Ces cérémonies religieuses et les réceptions officielles ne font pas perdre de vue à Charles-Quint les objets pour lesquels il est venu à Rome. Dans ses entretiens avec Paul III, il lui représente avec tant de force les dangers que court la religion en Allemagne, que ce pontife lui promet formellement de convoquer à bref délai un concile général[1]. Il fait en même temps le chef de l’Église juge de ses différends avec le roi de France, et n’a pas de peine à le convaincre que tous les torts sont du côté de ce dernier. En effet avec quelle ardeur le roi n’avait-il pas recherché la paix conclue à Cambrai? Cette paix signée, l’amiral de Chabot et les autres ambassadeurs envoyés par lui à Plaisance avaient déclaré spontanément à l’empereur « que non-seulement il ne désirait le duché de Milan et le comté d’Asti, mais encore que c’était un très-grand contentement à son royaume qu’il en fût quitte et n’eût plus rien à faire en Italie[2]. » Cependant, aussitôt après qu’il avait recouvré ses fils, il avait commencé à changer de langage; il était revenu à ses prétentions sur Milan, que l’empereur ne pouvait pas lui donner, puisqu’il en avait investi Francesco Sforza sur les instances et avec le concours des princes et États italiens. Sforza étant mort le 24 octobre 1535, sans laisser de postérité, les réclamations du roi étaient devenues plus pressantes. L’empereur alors lui avait offert le Milanais pour le troisième de ses fils, le duc d’Angoulême, qui aurait épousé Christine de Danemark, veuve de Sforza, ou une autre princesse de la maison impériale : mais il n’acceptait pas cet arrangement; il voulait le Milanais et le comte d’Asti pour le duc d’Orléans, son second fils, qui, du chef de sa femme Catherine de Médicis, formait déjà des prétentions sur les duchés de Florence et d’Urbin, et il en prétendait l’usufruit pour lui-même. L’empereur aurait peut-être fini par céder en ce qui concernait le duc d’Orléans, moyennant des garanties pour la sûreté des autres États italiens, lorsque, sous des prétextes frivoles, le roi avait envahi la Savoie d’abord (11 février 1536) et ensuite le Piémont (6 mars). C’était vouloir la guerre : car l’empereur ne pouvait souffrir, ni que le duc de Savoie, son beau-frère, fût dépouillé de ses États, ni que les Français occupassent des positions d’où ils menaçaient incessamment la Lombardie.

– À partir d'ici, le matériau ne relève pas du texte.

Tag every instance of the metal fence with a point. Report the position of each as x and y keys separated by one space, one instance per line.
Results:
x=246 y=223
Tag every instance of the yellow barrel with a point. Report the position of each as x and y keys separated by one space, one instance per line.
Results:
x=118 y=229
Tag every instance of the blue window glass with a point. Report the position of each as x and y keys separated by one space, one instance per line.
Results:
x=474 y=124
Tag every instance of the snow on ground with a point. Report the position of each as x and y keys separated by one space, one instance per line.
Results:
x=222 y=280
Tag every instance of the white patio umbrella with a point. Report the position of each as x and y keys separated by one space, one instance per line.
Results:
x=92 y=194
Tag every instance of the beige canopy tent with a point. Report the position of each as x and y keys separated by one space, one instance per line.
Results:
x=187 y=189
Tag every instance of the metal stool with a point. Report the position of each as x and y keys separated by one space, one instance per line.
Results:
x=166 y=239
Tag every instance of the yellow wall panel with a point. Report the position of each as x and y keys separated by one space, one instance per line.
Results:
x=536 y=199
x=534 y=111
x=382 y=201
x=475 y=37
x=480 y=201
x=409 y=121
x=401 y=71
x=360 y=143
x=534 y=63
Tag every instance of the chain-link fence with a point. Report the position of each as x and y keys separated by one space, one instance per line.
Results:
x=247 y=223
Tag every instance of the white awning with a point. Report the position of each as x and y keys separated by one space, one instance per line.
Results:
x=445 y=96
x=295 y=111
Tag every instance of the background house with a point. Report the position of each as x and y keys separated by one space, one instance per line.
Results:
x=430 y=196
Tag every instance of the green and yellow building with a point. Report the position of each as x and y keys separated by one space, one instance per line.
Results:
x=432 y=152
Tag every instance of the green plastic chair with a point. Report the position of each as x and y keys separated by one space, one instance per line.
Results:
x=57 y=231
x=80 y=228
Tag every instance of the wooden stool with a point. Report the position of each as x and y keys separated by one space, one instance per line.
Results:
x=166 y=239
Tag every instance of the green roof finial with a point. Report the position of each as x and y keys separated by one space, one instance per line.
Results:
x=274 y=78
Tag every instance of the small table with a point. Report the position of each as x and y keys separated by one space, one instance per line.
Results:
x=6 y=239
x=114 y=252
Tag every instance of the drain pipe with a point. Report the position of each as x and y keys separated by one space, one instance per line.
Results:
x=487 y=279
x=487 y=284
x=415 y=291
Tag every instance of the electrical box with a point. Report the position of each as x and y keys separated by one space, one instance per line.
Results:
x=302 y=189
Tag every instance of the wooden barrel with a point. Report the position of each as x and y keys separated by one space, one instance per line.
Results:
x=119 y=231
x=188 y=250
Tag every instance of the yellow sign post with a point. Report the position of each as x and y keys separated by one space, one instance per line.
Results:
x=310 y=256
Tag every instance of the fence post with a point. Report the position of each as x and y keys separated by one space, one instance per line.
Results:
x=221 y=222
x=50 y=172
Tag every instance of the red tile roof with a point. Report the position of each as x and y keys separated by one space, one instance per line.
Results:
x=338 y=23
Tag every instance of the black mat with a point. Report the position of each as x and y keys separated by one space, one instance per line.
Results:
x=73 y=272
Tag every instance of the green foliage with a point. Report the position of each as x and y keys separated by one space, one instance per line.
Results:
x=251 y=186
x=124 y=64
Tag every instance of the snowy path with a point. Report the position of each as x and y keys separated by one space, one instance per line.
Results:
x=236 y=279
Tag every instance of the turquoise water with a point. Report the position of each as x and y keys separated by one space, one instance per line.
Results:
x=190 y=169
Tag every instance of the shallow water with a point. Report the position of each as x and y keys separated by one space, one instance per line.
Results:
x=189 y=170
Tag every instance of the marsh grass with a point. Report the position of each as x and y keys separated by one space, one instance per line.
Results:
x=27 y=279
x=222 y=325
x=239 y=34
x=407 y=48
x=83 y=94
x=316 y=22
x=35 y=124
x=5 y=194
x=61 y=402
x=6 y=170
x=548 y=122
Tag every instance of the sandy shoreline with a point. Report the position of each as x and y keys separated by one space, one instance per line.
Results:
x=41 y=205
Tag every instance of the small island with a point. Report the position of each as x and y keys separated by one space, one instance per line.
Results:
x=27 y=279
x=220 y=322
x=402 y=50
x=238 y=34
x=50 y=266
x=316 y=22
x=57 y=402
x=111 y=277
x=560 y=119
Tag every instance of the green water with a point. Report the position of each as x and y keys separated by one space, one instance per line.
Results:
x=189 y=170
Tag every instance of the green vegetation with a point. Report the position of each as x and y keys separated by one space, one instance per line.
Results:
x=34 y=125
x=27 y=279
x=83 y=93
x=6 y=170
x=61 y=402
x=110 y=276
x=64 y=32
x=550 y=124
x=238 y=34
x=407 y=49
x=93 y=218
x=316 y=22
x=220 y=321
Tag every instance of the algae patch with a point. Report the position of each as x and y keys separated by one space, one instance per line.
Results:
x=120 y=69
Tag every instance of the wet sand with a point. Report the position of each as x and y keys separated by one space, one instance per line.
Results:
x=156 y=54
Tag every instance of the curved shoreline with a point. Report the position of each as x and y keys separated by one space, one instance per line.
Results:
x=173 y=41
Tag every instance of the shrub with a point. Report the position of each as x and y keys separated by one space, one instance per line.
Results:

Charles-Quint devait quitter Rome le surlendemain de Pâques, 18 avril. Il apprend que les ambassadeurs de France se plaignent publiquement de lui, disant qu’il avait promis le duché de Milan à leur roi et lui avait manqué de parole; l’accusant d’être la cause des guerres passées; allant même jusqu’à lui imputer

  1. Il le convoqua par une bulle du 2 juin 1536, en indiquant le 23 mai de l’année suivante et la ville de Mantoue pour le jour et le lieu de sa réunion.
  2. Lettre de Charles-Quint a son ambassadeur en France, de la fin de novembre 1531. (Papiers d’Etat de Granvelle, t. I, p. 595.)